Я орал так, что каменное пространство вокруг, наполнилось эхом, загудело и задрожало, но я не прекращал свои дикие вопли. Сердце изливалось наружу, не жалея себя, ему было тесно у меня в груди, оно искало кого-то, кто облегчит страдания: «Мама, прости меня глупого!»
Вспомнив маму, я увидел перед мысленным взором, как она молилась и сам закричал: «Господи, Иисусе! Спаси меня!»
Эхо в моем мешке закружилось вихрем и вырвалось наружу. Стены затряслись, стали трескаться, множество камней посыпалось со всех сторон. Я стоял на коленях среди безудержного камнепада и не уворачивался от него. Каждый удар, нашедший меня, воспринимался как справедливое наказание. Сотни мелких камней, словно душем окатили меня, но ни один большой не долетел до этого, уже смирившегося с заслуженной смертью, тела.

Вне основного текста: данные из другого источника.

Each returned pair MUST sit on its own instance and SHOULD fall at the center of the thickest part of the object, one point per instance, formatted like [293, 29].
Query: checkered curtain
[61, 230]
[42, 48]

Пыль залепила глаза, и я зажмурил их. Вскоре ощутил, как вибрация стихает, монолитный грохот рассыпается на множество отдельных звуков падающих одиночных камней. Вот последний камушек процокал по рухнувшим собратьям и ударил меня в кисть правой руки, как бы говоря: «Действуй! Чего спишь?»
Воцарившаяся, наконец, тишина была похожа на ангельское пение. Я боялся открыть глаза, а в голове звучало: «Аллилуйя! Аллилуйя! Аллилуйя!»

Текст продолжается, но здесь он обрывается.